Identification of conformal classes of pos def quadratic forms on R^2 with unit ball One of the lemmas at the foundation of Teichmuller theory is as follows.  Let $Q(x,y)$ be a positive definite quadratic form.  Then there exists unique $\lambda \in \mathbb{R}$ and $\mu \in \mathbb{C}$ with $\lambda > 0$ and $\|\mu\| < 1$ such that the following hold.  Let $Q_{\mu}(x,y)$ be the quadratic form
$$Q_{\mu}(x,y) = \|z + \mu \overline{z}\|^2 \quad \quad (z=x+i y)$$
Then
$$Q(x,y) = \lambda Q_{\mu}(x,y).$$
I can prove this using brute force (it comes down to solving a system of 3 equations in 3 unknowns).  However, this shed no light on why it should be true.  Does anyone know a conceptual reason for it?
 A: This is a special case of a general fact, that the space of positive definite quadratic forms on $\mathbb{R}^n$ with determinant $=1$ is a symmetric space for the Lie group $PSL(n,\mathbb{R})$. A matrix acts on a quadratic form by change of basis, and a stabilizer is a conjugate of $SO(n,\mathbb{R})$. When $n=2$, the symmetric space for $PSL(2,\mathbb{R})$ is $\mathbb{H}^2$, hyperbolic 2-space, and you are considering the identification with the unit disk model.
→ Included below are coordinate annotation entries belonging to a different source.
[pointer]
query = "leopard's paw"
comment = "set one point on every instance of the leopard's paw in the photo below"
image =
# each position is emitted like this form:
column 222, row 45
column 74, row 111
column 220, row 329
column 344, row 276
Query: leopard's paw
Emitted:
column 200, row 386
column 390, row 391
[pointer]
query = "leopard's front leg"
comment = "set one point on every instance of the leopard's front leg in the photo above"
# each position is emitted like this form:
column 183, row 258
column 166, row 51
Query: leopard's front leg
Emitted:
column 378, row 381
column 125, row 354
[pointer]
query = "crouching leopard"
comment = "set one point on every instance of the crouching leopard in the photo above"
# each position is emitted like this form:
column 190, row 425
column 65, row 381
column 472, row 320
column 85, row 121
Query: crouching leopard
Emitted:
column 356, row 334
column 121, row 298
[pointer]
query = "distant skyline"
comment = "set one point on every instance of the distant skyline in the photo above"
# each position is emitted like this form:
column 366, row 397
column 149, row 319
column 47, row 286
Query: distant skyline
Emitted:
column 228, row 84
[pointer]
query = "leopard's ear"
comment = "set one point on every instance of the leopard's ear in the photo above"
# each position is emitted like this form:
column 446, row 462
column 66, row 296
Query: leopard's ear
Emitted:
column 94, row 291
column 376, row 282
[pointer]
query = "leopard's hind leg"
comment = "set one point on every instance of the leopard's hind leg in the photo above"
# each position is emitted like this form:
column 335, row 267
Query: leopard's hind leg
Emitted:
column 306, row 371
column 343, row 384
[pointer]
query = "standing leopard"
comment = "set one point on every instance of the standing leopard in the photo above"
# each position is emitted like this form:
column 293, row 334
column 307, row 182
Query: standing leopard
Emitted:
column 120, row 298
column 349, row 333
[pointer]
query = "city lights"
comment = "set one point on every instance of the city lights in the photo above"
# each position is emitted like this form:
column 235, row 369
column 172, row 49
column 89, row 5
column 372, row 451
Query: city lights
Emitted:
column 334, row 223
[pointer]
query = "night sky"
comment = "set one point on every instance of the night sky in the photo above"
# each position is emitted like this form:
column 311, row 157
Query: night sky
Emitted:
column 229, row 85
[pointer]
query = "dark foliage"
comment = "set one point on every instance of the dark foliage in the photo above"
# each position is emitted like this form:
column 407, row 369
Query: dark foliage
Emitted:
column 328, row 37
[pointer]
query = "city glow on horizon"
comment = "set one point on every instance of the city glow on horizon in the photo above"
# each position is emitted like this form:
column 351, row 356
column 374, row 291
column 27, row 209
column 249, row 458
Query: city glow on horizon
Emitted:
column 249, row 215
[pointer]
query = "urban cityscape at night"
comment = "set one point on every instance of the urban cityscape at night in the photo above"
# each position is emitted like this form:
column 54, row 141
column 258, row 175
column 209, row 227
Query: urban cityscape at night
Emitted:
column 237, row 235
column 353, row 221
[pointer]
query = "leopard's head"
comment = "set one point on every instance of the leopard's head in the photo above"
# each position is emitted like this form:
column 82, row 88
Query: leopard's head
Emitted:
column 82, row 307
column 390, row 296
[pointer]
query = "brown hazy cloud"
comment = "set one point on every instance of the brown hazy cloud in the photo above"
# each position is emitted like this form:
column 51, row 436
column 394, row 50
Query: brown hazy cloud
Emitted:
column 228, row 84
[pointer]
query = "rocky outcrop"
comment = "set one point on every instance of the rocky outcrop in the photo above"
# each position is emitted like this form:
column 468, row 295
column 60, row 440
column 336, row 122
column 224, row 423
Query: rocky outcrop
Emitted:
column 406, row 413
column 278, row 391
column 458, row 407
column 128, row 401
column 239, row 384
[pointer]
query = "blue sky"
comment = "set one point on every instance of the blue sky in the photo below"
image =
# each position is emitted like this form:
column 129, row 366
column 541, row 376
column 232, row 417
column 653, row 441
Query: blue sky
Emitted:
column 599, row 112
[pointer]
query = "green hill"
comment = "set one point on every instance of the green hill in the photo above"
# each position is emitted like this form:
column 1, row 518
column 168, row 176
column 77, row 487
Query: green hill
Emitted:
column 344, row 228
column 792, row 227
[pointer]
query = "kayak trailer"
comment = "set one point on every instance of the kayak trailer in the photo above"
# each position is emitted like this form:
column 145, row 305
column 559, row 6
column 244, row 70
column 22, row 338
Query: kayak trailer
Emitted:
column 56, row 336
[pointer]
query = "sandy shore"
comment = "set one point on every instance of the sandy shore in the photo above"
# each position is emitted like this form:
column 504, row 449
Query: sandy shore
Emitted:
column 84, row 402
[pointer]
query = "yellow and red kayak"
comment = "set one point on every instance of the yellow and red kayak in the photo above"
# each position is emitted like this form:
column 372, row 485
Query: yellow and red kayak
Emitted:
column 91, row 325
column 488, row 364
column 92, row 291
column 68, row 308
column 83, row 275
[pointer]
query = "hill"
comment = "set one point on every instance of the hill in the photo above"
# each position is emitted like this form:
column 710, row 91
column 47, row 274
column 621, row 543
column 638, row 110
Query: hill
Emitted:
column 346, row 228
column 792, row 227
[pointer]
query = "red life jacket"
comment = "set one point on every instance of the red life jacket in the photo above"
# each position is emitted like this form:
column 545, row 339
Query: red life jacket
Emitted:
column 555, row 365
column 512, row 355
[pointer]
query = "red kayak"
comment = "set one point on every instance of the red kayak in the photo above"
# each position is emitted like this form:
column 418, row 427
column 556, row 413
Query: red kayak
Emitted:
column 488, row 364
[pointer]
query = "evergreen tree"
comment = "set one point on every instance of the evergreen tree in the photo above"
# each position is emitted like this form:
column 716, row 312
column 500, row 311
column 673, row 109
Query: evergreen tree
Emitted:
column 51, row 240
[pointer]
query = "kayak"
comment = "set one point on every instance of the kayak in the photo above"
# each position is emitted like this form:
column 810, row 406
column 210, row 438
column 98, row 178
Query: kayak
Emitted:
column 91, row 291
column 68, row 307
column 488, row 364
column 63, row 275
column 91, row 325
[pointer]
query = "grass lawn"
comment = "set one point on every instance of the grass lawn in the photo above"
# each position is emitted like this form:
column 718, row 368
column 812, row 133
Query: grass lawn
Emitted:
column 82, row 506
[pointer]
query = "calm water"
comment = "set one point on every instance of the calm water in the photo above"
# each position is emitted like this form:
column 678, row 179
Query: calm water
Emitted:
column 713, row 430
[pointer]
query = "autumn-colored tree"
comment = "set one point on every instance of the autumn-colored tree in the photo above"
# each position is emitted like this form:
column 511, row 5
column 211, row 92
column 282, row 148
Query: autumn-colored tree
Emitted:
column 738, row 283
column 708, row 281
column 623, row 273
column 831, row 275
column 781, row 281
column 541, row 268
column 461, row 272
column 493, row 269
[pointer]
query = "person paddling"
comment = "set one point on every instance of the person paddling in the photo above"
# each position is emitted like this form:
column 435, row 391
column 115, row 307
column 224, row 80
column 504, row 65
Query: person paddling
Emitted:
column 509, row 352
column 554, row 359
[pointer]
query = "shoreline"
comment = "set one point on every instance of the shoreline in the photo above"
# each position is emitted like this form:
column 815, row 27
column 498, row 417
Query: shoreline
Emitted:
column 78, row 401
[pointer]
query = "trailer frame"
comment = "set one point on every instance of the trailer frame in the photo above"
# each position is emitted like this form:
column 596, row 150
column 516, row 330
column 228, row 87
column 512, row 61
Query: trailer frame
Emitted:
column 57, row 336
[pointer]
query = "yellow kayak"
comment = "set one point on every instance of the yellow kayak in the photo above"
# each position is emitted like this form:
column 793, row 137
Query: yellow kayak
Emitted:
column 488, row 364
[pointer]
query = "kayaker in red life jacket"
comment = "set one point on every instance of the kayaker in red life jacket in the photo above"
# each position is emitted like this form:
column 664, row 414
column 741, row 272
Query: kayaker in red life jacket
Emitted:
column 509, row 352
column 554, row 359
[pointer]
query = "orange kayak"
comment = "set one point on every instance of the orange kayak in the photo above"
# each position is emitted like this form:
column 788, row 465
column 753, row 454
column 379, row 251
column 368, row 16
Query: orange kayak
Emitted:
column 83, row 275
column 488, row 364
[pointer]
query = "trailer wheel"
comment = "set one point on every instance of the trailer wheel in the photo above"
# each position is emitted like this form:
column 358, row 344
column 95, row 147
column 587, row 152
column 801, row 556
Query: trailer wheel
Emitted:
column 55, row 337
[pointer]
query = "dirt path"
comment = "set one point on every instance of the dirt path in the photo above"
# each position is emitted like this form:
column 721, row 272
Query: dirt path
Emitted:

From this perspective, your question reduces to: why is upper half-space the symmetric space for $PSL(2,\mathbb{R})$? Of course, this is  a special fact related to the existence of $\mathbb{C}$, a commutative field containing $\mathbb{R}$. The action here is the restriction of the action of $PSL(2,\mathbb{C})$ on $\mathbb{CP}^1$ to the subgroup $PSL(2,\mathbb{R})$, so that the point stabilizers of $\mathbb{CP}^1-\mathbb{RP}^1$ are compact. I don't know a good explanation for this, other than the fact that the eigenvalues of the two complex conjugate eigenvectors must be unit complex conjugates, which forms a compact group $U(1)\cong PSO(2)$.